Kiran estava pendurada no telhado da casa apenas com a cabeça espiando pela borda, num movimento ágil a raposa se segurou na madeira e desceu ficando agora ao meu lado.

— Aquela humana realmente sabe o que está fazendo, talvez devesse pedir para ela colocar selos na casa. Já que a criança rosa ficará lá por um tempo.

Depois do jantar quando as mais novas já tinham se retirado Hatsu se propôs a responder as minhas perguntas sobre sua técnica. Repetindo as mesmas questões de antes e dessa vez tendo uma visão real de Kiran, explicou como os selos de proteção foram passados pela sua família.

— Acredita que tem alguma probabilidade dela estar mentindo?

A kitsune se sentou com as caudas abertas como um leque — Não, eu saberia se estivesse. As duas outras meninas também são inofensivas.

Nesse ponto todo cuidado era pouco, Hatsu se mostrou bem leal, mas seu mestre — por mais que odiasse empregar esse termo —, continuava sendo Toji. O qual não vi desde que nos separamos naquele mesmo dia na parte da manhã.

— Sabe algo sobre Amarate? Afinal está nesse mundo a muito mais tempo do que nós.

Apesar de Kiran ser uma criatura, seu intelecto não se comparava em nada com as das maldições se tivesse uma categoria com certeza estaria na classe especial. Contudo, uma particularidade que aprendi a conviver nesses anos foi a de sua personalidade. Se não fossem algumas características 'raposescas' até poderia se passar por uma humana.

Poderia manter sua feição séria, mas por mais que tentasse as oito caudas que ostentava com orgulho geralmente deixavam transparecer seus verdadeiros pensamentos. Quando mencionei o nome da Imperatriz do Fim, elas prontamente se agitaram.

— Ela é mais antiga do que eu, quando tinha apenas uma cauda, já reinava nesse mundo. — comentou — Não sei muito, mas posso afirmar que até mesmo as sombras a temem.

— O feiticeiro que firmou contrato comigo antes de você me contou uma história uma vez. De que Amarate já foi uma humana como você, mas retornou como maldição após receber punição por um crime.

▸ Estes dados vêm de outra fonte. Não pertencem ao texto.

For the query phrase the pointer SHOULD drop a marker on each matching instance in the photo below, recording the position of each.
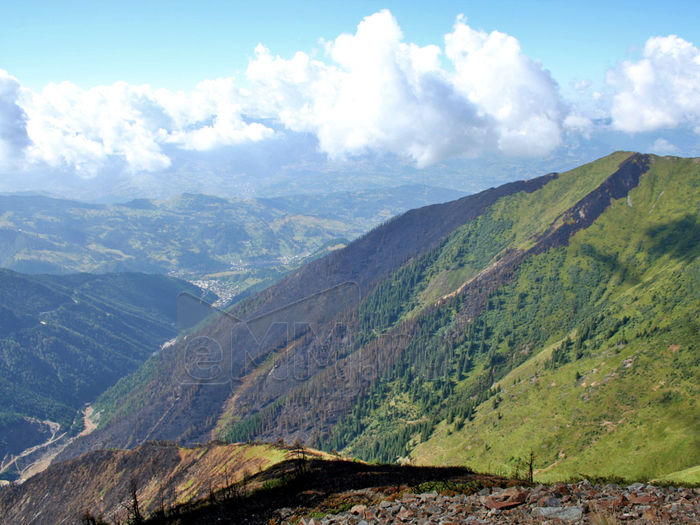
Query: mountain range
(418, 336)
(549, 324)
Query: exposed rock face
(556, 504)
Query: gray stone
(561, 513)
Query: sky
(124, 89)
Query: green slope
(624, 288)
(624, 401)
(65, 339)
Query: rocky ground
(559, 503)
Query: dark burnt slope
(170, 407)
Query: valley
(548, 324)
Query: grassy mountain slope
(623, 401)
(593, 271)
(162, 402)
(68, 338)
(230, 245)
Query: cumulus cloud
(13, 121)
(367, 92)
(377, 92)
(87, 129)
(506, 84)
(661, 90)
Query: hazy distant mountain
(66, 339)
(557, 315)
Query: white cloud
(506, 84)
(376, 92)
(13, 121)
(90, 130)
(661, 90)
(367, 92)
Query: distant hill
(66, 339)
(228, 246)
(557, 316)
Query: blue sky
(176, 44)
(133, 92)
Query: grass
(632, 412)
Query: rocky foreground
(559, 503)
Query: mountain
(65, 340)
(229, 246)
(164, 474)
(458, 332)
(215, 483)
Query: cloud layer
(369, 92)
(662, 90)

— É o que diz a canção de Hatsu, esse feiticeiro disse o que foi o crime?

As orelhas de pelagem cor de ferrugem se mexeram quando balançou a cabeça — Não, só me disse que tem coisas no universo que nem mesmo um deus deveria mexer.

— E sobre o interesse em mim, alguma ideia?

— Provavelmente sua técnica, se Amarate ainda existe não é uma maldição qualquer e não pode ser controlada por um mestre de maldições. — respondeu e continuou — Seria algo como eu, mas ainda diferente; precisa de um hospedeiro.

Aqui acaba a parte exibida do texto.